Cette élection est décisive en ce que l’électorat aura ainsi la chance soit de soutenir les candidats républicains et de les maintenir en majorité dans les deux chambres, affirmant par là même être heureux que le président Trump continue dans ses initiatives en bénéficiant de l’appui presque automatique des deux chambres ou alors l’électorat se révoltera et assurera une vague démocrate qui peut alors contraindre et contrôler le président Trump. Généralement, les élections de mi-mandat représentent des défaites pour le parti du président en selle : sur les 21 dernières élections du genre, le parti du président perdait, en moyenne, 30 sièges au Congrès et quatre sièges au Sénat. Cette année-ci s’annonce pire que la moyenne pour Trump, sauf pour un impondérable de dernière minute : la nomination de Brett Kavanaugh à la Cour suprême qui pourrait également mobiliser le vote démocrate ou républicain. Ça dépend des théories.
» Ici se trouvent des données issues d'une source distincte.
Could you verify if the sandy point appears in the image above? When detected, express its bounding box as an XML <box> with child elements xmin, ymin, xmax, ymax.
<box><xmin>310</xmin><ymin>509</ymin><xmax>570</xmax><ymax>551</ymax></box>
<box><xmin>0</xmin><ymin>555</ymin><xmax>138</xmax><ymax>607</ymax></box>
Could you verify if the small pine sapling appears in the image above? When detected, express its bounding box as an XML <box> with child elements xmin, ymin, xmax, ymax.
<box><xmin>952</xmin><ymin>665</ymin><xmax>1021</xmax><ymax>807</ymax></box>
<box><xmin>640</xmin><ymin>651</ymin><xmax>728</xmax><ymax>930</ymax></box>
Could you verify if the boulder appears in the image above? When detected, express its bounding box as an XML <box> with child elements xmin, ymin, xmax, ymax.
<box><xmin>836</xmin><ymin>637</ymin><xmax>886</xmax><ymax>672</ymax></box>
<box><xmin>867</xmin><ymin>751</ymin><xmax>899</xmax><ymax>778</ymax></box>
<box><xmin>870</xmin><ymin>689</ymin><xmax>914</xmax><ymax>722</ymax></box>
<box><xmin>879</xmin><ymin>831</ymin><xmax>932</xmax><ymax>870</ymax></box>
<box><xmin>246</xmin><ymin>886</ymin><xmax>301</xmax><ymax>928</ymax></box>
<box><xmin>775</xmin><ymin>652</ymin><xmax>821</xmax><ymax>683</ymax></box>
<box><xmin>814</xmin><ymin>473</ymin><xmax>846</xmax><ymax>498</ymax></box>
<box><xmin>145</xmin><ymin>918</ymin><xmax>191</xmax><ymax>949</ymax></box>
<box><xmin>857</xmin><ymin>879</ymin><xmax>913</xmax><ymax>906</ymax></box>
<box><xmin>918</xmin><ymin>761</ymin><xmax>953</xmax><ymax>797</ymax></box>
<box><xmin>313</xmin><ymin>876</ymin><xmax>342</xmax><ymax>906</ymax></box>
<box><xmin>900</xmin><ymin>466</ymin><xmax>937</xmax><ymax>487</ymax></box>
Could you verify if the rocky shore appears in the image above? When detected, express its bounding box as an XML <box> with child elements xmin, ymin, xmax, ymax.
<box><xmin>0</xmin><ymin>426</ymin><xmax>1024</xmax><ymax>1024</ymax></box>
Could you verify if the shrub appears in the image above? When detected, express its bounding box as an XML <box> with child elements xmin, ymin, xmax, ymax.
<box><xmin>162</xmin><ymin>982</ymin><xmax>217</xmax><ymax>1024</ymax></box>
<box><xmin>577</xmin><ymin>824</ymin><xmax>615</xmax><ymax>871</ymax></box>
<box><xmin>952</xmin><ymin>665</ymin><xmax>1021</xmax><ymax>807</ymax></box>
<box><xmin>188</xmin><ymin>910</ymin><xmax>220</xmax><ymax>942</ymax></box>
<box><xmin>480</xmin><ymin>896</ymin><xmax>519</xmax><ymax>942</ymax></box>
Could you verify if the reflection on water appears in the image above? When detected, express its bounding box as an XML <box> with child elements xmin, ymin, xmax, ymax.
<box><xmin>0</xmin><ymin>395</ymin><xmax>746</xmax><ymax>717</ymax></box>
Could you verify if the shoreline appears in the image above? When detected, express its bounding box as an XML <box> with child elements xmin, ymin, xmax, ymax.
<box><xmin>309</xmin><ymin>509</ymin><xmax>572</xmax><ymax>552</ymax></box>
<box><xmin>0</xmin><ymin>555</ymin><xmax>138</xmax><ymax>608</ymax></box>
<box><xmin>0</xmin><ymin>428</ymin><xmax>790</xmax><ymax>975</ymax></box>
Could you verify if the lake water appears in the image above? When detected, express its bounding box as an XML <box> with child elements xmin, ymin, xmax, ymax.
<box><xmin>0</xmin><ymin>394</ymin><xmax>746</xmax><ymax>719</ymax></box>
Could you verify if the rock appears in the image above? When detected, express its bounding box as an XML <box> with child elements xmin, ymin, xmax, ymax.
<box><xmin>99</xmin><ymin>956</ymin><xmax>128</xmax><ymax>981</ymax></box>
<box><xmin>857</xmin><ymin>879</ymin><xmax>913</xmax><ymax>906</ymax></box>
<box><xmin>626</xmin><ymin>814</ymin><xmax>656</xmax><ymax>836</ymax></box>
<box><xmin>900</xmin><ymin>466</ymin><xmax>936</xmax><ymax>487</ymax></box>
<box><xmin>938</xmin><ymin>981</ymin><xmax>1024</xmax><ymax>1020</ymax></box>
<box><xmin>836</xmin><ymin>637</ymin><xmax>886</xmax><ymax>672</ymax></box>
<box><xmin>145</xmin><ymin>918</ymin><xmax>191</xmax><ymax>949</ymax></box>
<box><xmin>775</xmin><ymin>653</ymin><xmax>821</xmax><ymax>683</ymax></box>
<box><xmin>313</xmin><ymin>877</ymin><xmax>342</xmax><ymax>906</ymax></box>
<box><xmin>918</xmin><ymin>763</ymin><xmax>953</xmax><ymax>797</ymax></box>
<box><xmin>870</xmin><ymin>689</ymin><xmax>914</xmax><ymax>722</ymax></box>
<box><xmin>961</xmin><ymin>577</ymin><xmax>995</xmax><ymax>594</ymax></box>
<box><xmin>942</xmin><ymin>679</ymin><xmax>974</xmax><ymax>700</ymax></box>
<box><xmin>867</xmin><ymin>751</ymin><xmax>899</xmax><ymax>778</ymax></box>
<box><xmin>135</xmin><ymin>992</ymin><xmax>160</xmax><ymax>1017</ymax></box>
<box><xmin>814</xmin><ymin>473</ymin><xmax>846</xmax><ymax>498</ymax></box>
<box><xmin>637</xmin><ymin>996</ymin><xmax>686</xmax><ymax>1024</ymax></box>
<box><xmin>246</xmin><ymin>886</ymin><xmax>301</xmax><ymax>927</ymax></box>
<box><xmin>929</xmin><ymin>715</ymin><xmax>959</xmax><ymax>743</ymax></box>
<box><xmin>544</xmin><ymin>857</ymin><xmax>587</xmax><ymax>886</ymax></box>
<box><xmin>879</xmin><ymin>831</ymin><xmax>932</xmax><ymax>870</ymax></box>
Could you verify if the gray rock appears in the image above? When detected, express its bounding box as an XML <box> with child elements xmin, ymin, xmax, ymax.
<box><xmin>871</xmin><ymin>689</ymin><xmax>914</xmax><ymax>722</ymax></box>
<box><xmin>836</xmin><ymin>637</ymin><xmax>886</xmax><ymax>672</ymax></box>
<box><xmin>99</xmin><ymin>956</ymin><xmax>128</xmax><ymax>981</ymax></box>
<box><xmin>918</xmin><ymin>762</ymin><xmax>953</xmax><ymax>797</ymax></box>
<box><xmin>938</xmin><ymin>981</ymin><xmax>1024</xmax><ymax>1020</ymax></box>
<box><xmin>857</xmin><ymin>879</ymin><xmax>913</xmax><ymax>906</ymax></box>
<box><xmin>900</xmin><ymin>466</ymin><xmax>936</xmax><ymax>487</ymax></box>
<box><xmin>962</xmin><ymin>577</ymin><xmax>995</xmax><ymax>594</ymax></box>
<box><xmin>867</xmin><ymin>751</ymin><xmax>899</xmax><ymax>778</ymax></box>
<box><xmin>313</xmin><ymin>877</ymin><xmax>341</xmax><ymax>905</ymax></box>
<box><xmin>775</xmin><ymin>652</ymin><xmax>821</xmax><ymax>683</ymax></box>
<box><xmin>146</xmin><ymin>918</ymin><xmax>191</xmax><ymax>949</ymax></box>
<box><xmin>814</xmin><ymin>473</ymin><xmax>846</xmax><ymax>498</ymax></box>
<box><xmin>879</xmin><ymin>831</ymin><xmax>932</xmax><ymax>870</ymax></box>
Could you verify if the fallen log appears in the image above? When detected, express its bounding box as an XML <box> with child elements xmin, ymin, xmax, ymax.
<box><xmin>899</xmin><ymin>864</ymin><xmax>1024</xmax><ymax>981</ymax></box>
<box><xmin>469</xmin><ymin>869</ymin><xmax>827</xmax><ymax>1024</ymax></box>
Trump choisissait finalement, cette semaine, le camp des hommes, comme lui, qui feraient face à des accusations qu’il dit toutes «mensongères». Il prend un sérieux risque, car il est estimé qu’environ 40 % des Américaines ont été harcelées contre leur gré ou violentées sexuellement ! Dixneuf femmes l’ont, d’ailleurs, personnellement accusé de violence ou d’attouchements sexuels ou, comme Stormy Daniels, de tentative d’imposer une muselière. Ce faisant, il mobilise ceux qui l’auront fait gagner en 2016, puisqu’il alignait alors 12 % de plus que Clinton chez les hommes (et 67 % des blancs sans diplôme !) alors que celle-ci avait 12 % d’avance chez les femmes, tout en perdant le vote des femmes blanches 52 à 48 % et celui des blanches sans diplôme par 61 à 39 %. Ce clivage ethno-sexuel semble s’être accentué depuis 2014 et l’avènement du mouvement #MeToo, le dernier sondage WP-ABC indiquant que les femmes blanches faisant confiance à Trump avait chuté de 52 % à 37 %. Il n’y avait plus que 27 % de soutien chez celles détenant un diplôme, alors que 44 % avaient, crucialement, voté pour lui en 2016. En parallèle, le vote mâle pourrait être plus favorable à Trump qu’en 2016, mais on ne sait si le taux de mobilisation de ceux-ci pour aller voter sera suffisant pour lui. L’affaire Kavanaugh est droite dans le fil de #MeToo, Trump ayant maintenant choisi de ridiculiser publiquement la dénonciatrice de Kavanaugh, Melle Blasey Ford et de plaindre «tous les hommes» qui pourraient, comme lui, se retrouver face à de «fausses accusations» de harcèlement sexuel ou pire. Toute la question est compliquée car il n’y a presque jamais de témoin dans les relations entre hommes et femmes, ce qui en fait une question de crédibilité des protagonistes. Ce qui est désormais clair, cependant, c’est que Kavanaugh a la prétention d’être à la Cour suprême alors qu’il a menti plusieurs fois devant la commission du Sénat (notamment à propos de ses beuveries) et que son comportement rempli de suffisance partisane face aux sénateurs ne va pas l’aider dans son postulat d’être un juge impartial.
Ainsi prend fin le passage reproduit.